Mobile users either “push” or “pull.” These are marketing terms describing the path between customer and product.
A “push” is when a customer knows what product or service they want, but they’re searching for the best deal/specific features/etc. If your brand can offer them what they’re searching for, you’re in a prime position to make a sale.
A mobile example here would be a person who is searching for a place to eat in a certain area. They may have some preference but they’re mainly interested in geography, price and availability. If you can meet their needs, they’ll choose your location.
A “pull” is when the brand reaches out towards potential customers. The service or product might be completely unknown to the person being “pulled.” They simply fit into a target group of people who the brand wants to reach.
A mobile example here is a person who passes an electronic billboard which then sends them an unexpected message on their smart device. The objective is to pull the person into the conversion stream.
What Do Your Customers Need?
The technology to “pull” mobile technology is pretty complex. So in most cases you’ll be dealing with “push” techniques. But not all push techniques are the same. You’ll need to understand your audience.
One of the most effective ways to understand your audience is to create a buyer persona. This is a fictional customer who is interested in your products. You’ll need to “know” the following about your imaginary customer:
- Location (a general area)
- Where they use your site (at home, work, etc.)
- How they found your site (direct search, social media, etc.)
- What do they want from you site
Creating an accurate customer persona can’t be done overnight. You’ll need to refine your personas as data becomes available. Fortunately, data on your customers is pretty easy to come by. Look to:
- Website analytics
- Social media
- Customer survey (post purchase)
What is Your Customer’s Journey?
After you’ve created a workable customer persona, you’ll next want to chart their “journey.” This is usually a metaphorical “journey” except in the case of mobile, where we want to literally trace the customer’s steps around town.

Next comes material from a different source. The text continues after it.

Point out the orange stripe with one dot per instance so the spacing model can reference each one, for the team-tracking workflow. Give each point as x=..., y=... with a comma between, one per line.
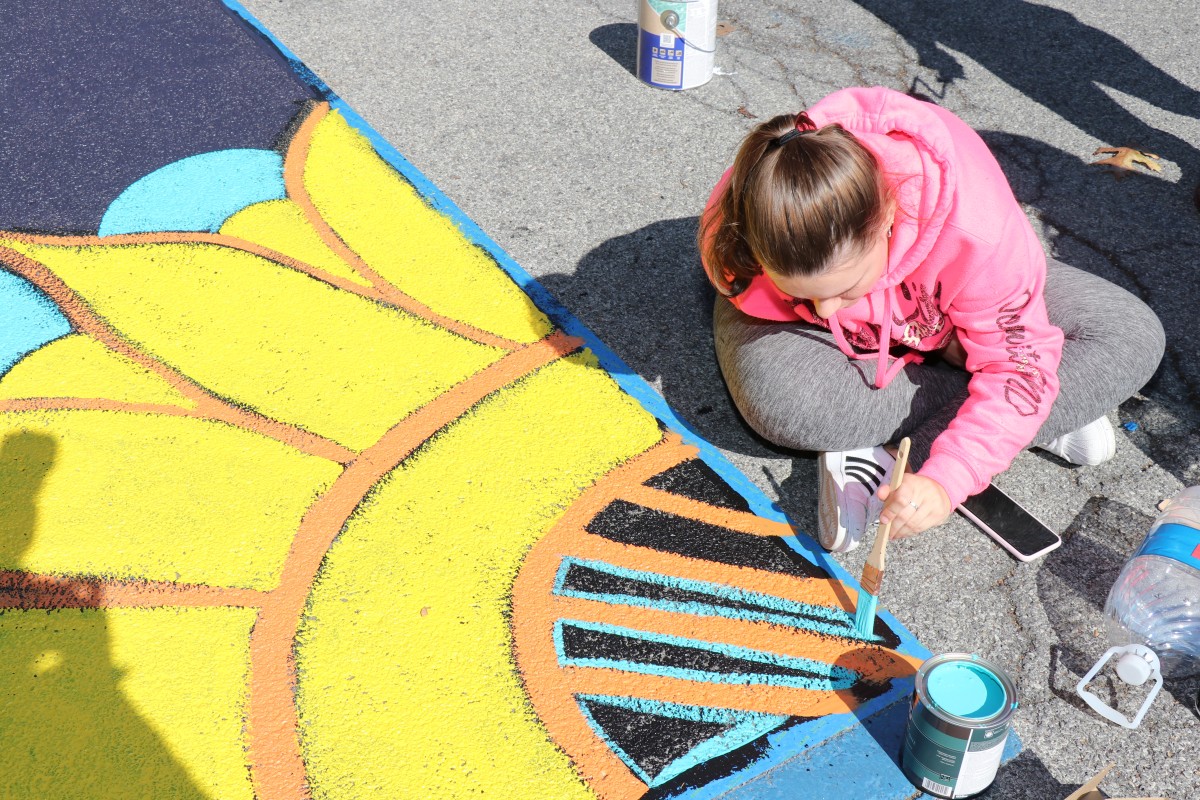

The customer journey has six steps:
- Awareness of the brand
- Consideration of the product
- Research into the specifics
- Service (if necessary)
A Case Study
Here’s a typical mobile scenario. A customer is in a certain part of town with a few of his friends. They’re looking for a restaurant which has good reviews, plenty of seating and TV’s showing the big game.
You own a sports bar in the area. Your place caters to these guys. You’re also open and right around the corner. The problem is the group of potential customers has never heard of your bar. So what can you do?
First, there’s geography. You can’t control where your potential customers are, but you do have some influence as to how easily you’re found. Use as many variations of local place names as possible. This includes nicknames, parts of town, local landmarks and more. Using these terms helps solidify your location to the search engines.
You’ll also want your contact info prominently displayed. This group of guys around the corner from your bar might not know the specific street address, but if they can click a button and get instant directions, you’ll guide them right to your front door.
You’ll also want one-click calling. These customers want a place to go right now. They might call ahead to make sure seats are available.
Finally, customers are going to want reassurance that you have a nice place. Impartial reviews are your best course of action here. If you need help, check out our guide The Do’s and Don’ts of Local Reviews.
Always Create that Personal Connection
The technology behind creating a mobile-friendly site is important. But never forget that your ultimate goal is to connect with the person behind the smart device. When you understand who they are and what they want, you can make informed marketing decisions.
Use analytics and social media to create a comprehensive customer persona. Then design your mobile site around this imaginary customer. Refine as more real world data comes in, and continually tweak your approach. Soon enough, you’ll be able to deliver the experience your customer wants – and that will make you stand out from the competition.